If he was playing in his room, residents would congregate there.

“People would come down the hall with their walkers and wheelchairs. Everyone would just be in the hallway doing nothing and all of a sudden there was this beautiful music and they would all come with smiles. A couple of them would be dancing with their walkers. It was so neat to see,” said his daughter.

When Emil passed away, Gustafson decided she wanted to give it to someone who would play it and appreciate it.

That’s when she saw Gunther Kablutsiak on a CBC newscast.

Kablutsiak talked about how he enjoyed listening to the elders play the accordion at the square dance and how he wanted to play like they did.
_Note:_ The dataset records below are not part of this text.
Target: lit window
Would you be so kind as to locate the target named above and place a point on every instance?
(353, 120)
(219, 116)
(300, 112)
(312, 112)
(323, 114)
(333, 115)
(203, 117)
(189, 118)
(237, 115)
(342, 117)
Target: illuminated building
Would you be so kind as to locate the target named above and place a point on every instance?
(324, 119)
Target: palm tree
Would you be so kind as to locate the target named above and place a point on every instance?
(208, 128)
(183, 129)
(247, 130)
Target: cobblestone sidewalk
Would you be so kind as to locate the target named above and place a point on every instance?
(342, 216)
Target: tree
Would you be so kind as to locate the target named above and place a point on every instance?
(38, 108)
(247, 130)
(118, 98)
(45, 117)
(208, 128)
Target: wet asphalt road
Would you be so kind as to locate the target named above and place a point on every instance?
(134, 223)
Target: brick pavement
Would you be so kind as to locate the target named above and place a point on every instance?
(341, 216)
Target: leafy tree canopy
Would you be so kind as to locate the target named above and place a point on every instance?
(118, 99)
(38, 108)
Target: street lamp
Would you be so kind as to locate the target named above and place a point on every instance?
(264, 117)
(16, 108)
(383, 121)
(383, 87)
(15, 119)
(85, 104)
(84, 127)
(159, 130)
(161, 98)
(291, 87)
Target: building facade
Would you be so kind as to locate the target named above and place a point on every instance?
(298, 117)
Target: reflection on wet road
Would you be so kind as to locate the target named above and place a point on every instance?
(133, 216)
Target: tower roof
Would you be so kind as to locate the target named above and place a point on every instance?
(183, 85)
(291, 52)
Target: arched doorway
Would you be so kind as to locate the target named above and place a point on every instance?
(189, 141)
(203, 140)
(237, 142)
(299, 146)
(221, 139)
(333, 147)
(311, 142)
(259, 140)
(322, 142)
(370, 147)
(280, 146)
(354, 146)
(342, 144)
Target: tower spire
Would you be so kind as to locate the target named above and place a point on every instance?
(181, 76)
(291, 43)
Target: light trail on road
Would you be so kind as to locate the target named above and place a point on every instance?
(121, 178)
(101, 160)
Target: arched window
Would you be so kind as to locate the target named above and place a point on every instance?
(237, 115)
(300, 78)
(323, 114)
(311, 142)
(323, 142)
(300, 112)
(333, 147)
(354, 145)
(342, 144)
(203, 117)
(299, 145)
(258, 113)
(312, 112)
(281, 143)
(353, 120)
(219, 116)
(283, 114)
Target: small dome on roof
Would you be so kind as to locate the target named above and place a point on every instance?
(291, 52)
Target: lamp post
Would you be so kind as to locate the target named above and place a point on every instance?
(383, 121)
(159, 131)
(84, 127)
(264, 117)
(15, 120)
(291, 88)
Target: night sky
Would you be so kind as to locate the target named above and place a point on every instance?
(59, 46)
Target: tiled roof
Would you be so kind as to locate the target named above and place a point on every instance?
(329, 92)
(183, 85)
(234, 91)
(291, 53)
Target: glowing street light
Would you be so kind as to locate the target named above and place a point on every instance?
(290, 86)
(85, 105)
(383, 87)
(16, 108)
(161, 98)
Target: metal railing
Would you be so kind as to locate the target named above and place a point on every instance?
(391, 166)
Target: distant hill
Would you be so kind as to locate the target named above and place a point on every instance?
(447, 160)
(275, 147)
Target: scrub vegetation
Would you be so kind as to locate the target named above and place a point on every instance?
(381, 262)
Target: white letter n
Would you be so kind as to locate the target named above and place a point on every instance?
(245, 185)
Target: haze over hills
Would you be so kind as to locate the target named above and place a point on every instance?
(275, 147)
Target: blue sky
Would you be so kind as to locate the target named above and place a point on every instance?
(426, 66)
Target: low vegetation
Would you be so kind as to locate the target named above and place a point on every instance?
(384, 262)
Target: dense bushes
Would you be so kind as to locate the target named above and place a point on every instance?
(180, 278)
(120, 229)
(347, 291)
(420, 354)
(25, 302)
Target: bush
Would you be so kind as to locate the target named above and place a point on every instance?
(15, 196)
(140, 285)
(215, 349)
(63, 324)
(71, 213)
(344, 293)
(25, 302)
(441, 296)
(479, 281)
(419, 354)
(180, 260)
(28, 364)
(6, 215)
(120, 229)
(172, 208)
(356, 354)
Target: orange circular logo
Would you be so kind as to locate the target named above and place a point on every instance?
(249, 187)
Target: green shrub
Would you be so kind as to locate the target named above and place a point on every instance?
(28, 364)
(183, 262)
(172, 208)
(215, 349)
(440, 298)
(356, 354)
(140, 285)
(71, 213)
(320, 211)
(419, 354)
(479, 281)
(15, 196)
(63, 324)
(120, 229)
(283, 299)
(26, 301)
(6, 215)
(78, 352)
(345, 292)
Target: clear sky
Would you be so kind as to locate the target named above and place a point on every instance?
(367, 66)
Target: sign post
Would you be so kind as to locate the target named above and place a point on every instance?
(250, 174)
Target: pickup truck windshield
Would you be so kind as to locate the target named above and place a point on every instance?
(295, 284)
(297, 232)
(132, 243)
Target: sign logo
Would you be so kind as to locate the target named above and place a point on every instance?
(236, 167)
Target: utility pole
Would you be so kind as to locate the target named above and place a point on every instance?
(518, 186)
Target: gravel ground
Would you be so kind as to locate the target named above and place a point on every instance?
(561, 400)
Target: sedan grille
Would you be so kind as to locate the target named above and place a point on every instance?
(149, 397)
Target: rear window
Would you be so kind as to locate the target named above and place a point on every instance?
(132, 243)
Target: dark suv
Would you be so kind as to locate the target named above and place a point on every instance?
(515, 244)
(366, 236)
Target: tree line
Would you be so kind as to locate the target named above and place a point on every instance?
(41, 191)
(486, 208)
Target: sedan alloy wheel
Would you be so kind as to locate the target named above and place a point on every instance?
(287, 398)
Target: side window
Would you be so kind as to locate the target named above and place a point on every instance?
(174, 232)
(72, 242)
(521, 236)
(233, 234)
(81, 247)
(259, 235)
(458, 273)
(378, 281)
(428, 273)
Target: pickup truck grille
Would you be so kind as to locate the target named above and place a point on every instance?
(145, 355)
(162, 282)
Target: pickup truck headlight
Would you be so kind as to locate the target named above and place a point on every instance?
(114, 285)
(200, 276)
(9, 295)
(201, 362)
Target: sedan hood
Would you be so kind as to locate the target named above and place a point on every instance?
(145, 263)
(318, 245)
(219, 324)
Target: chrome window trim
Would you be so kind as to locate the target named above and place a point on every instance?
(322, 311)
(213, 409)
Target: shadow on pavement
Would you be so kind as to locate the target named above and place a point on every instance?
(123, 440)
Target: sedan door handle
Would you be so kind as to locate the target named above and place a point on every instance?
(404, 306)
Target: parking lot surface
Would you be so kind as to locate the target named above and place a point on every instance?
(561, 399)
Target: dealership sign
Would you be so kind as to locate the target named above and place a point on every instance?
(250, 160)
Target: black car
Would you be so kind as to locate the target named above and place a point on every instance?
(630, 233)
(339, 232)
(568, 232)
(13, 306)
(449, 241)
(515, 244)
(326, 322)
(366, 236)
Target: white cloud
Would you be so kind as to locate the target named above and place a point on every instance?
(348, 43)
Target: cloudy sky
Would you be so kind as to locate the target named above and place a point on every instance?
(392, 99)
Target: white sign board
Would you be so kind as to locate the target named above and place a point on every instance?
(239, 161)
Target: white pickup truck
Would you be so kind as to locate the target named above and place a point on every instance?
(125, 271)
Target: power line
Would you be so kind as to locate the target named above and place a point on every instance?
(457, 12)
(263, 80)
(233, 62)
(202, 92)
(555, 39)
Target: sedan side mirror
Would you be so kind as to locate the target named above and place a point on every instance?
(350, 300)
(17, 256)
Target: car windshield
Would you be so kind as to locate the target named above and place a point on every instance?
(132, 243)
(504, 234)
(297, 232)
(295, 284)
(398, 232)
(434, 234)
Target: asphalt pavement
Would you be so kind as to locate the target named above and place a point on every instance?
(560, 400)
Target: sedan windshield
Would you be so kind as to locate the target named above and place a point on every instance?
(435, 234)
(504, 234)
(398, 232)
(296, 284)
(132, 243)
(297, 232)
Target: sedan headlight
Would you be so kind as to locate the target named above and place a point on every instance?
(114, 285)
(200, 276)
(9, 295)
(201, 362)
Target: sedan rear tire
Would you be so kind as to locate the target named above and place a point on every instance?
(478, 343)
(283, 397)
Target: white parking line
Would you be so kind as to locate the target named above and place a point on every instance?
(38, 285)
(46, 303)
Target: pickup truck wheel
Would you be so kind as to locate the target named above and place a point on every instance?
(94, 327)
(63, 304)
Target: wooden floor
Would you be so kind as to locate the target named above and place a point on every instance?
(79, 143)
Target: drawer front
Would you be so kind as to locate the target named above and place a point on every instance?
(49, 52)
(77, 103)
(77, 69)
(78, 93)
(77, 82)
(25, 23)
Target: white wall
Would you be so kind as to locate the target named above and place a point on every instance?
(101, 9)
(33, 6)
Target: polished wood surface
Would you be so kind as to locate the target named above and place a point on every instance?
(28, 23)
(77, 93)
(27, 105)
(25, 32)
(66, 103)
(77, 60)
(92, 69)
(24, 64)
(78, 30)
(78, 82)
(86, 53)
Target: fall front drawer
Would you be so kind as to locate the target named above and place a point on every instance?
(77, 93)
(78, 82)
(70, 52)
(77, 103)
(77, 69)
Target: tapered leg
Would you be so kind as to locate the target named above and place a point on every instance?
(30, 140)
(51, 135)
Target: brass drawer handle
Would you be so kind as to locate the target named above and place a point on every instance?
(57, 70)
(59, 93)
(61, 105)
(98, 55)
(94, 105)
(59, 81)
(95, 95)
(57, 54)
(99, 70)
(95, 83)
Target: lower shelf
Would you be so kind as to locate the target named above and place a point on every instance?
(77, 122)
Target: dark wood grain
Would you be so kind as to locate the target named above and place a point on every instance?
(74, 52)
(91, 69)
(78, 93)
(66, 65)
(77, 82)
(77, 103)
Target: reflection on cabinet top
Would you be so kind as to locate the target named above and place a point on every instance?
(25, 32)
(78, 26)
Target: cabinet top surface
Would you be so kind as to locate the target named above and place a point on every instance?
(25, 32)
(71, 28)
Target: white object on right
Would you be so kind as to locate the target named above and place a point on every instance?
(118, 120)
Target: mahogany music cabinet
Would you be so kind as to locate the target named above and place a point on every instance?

In October, Gustafson phoned the reporter who put her in touch and he was “just stoked.”

“This is the first time I’ve ever mailed anything to Nunavut,” laughed Gustafson, who had to fly it to Arviat through two airline companies because Canada Post does not deliver there.

She is happy the accordion will be making music again.

Kablutsiak told her he is playing a concert in northern Quebec for Christmas and is bringing her father’s accordion.

“It’s going to be so nice to know that when we sit down to Christmas dinner we know that dad’s accordion is still making music,” said Gustafson.